According to GlobalData, the latest event to affect Ganitumab’s likelihood of approval (LoA) and phase transition for Childhood Rhabdomyosarcoma took place on 07 Dec 2020, which decreased the likelihood that the drug progresses to the next phase in its clinical pathway and decreased the likelihood of final approval for this indication.

GlobalData uses proprietary data and analytics to provide a complete picture of this assessment in their Ganitumab Likelihood of Approval (LoA) and Phase Transition Success Rate (PTSR) Report.

Ganitumab overview

Ganitumab (AMG-479) is under development for the treatment of Ewing's sarcoma and rhabdomyosarcoma. It is administered intravenously.
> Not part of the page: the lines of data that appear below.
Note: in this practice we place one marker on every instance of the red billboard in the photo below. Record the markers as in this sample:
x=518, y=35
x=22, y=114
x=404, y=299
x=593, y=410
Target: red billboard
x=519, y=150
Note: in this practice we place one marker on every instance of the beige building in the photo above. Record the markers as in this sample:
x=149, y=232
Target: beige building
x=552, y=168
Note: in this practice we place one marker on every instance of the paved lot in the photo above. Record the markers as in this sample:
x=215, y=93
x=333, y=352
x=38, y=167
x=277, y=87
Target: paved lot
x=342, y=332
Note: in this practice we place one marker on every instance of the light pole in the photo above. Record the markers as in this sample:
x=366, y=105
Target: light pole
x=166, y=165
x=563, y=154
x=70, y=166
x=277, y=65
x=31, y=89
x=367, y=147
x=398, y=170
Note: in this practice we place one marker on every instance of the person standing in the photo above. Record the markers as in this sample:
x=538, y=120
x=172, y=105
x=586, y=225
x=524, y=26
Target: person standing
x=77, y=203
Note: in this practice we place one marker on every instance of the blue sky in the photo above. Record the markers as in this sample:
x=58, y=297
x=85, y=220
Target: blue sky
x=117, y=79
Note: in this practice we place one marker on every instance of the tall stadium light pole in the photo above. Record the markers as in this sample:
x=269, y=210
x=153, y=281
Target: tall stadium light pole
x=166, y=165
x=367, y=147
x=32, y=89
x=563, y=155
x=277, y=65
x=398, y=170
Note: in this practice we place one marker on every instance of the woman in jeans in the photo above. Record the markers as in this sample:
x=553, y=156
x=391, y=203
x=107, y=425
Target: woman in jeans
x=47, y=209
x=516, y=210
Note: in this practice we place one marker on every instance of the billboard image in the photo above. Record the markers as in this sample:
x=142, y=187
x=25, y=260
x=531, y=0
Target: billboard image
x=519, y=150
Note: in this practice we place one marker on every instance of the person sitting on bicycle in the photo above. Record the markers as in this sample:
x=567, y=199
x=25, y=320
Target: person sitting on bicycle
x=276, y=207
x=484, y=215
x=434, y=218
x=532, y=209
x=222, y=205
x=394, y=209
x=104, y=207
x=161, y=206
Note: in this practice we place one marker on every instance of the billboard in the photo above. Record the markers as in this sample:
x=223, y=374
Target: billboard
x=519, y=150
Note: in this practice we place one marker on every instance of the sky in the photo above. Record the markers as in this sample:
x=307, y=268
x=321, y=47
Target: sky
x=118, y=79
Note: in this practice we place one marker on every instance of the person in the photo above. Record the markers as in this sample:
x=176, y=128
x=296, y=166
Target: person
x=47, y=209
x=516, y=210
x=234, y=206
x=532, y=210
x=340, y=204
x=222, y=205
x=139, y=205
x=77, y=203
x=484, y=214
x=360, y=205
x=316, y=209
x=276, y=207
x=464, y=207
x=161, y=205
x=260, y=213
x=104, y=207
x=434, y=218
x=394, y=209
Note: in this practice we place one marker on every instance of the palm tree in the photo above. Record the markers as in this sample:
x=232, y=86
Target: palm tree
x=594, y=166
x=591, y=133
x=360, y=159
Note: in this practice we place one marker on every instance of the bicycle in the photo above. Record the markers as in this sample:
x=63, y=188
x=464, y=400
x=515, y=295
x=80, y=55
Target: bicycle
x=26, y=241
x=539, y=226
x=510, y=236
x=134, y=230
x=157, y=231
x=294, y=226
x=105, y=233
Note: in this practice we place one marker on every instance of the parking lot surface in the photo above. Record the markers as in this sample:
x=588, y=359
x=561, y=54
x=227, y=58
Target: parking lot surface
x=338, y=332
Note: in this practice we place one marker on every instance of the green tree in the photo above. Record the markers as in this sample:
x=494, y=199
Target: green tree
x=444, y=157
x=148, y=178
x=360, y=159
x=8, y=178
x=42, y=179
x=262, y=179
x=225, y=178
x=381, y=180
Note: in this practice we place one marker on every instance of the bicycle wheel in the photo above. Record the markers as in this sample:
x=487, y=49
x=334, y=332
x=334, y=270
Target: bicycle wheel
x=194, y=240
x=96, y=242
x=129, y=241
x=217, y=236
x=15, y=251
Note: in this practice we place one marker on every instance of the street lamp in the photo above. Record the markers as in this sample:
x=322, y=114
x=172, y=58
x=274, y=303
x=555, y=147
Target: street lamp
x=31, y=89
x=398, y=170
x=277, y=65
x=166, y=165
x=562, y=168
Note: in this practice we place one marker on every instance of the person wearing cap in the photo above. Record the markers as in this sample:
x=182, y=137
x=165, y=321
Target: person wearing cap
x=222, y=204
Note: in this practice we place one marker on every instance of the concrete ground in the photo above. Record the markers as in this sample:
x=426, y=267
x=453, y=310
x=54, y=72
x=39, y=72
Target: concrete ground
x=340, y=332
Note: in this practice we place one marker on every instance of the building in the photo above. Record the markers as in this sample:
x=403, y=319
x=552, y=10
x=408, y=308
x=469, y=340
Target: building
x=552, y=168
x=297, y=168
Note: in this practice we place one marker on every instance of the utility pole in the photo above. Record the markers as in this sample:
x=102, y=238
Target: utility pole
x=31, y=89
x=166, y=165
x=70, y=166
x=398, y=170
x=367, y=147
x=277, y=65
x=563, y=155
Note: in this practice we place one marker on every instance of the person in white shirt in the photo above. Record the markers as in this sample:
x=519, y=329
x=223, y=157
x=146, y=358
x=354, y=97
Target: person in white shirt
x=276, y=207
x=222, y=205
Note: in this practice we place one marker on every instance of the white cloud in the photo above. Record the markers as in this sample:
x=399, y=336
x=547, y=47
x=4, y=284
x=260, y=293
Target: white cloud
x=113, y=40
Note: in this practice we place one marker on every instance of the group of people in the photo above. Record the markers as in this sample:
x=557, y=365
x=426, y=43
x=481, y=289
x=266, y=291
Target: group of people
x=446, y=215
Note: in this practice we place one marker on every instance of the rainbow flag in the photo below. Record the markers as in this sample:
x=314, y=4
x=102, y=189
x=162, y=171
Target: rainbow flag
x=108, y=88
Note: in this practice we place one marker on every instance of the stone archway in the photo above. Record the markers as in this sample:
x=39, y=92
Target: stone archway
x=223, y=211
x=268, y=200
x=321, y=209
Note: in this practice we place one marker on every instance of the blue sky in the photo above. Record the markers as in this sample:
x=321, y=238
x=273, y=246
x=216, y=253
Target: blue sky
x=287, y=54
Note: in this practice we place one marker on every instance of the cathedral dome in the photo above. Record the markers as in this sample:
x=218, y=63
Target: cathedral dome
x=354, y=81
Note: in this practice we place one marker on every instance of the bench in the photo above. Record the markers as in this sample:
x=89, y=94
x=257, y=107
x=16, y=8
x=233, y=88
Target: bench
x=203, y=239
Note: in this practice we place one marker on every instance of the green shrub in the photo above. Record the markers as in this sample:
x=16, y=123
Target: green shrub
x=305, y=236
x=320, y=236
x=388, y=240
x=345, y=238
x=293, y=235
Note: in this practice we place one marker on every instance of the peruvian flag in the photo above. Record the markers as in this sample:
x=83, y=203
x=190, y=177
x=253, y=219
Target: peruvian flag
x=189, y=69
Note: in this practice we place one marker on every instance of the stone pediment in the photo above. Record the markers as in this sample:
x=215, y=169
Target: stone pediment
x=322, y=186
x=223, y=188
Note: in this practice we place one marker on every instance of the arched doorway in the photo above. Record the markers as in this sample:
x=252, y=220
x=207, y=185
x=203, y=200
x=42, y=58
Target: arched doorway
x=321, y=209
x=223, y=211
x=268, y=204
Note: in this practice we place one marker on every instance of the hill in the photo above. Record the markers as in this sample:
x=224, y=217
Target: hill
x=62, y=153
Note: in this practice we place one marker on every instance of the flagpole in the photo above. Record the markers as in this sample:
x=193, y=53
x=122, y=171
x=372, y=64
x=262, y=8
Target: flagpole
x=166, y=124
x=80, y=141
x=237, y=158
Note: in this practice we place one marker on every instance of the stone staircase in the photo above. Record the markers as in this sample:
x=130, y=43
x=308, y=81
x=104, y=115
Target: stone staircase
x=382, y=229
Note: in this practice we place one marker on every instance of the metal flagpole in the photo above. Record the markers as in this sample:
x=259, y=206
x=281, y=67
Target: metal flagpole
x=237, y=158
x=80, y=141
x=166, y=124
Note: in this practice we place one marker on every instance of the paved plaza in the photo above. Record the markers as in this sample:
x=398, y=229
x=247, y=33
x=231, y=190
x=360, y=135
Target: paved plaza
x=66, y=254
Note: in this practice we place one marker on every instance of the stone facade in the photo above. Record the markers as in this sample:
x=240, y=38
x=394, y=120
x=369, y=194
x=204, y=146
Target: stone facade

AMG-479 is a human monoclonal antibody against insulin-like growth factor 1 receptor (IGF-1R) and enhances the anti-neoplastic activity. It was also under development for advanced squamous non-small cell lung carcinoma, solid tumor, non-Hodgkin lymphoma, and metastatic breast cancer, small cell lung cancer, metastatic adenocarcinoma of the pancreas and metastatic pancreatic cancer, metastatic colorectal cancer and desmoplastic small round cell tumors, advanced carcinoid and neuroendocrine tumors, ovarian cancer and breast cancer.

Amgen overview

Amgen is a biotechnology company, which discovers, develops, manufactures, and markets innovative human medicines to treat patients suffering from serious diseases. It develops novel medicines in six focused disease areas including cardiovascular diseases, oncology/hematology, inflammation, bone health, neurological disorders and nephrology. The company develops products using advanced human genetics to unravel the difficulties of disease and understand the fundamentals of human biology. Amgen sells products primarily to pharmaceutical wholesale distributors in the US. It also markets certain products directly to consumers through direct-to-consumer channels such as print, television and online media. Amgen is headquartered in Thousand Oaks, California, the US.

Quick View Ganitumab LOA Data

Report Segments
  • Innovator
Drug Name
  • Ganitumab
Administration Pathway
  • Intravenous
Therapeutic Areas
  • Oncology
Key Developers
Highest Development Stage
  • Phase III

GlobalData, the leading provider of industry intelligence, provided the underlying data, research, and analysis used to produce this article.

GlobalData’s Likelihood of Approval analytics tool dynamically assesses and predicts how likely a drug will move to the next stage in its clinical pathway (PTSR), as well as how likely the drug will be approved (LoA). This is based on a proprietary algorithm built from the drugs’ sales forecast, regulatory milestones, cost forecasts, WACC rate and other proprietary data sources found on GlobalData’s Pharmaceutical Intelligence Center.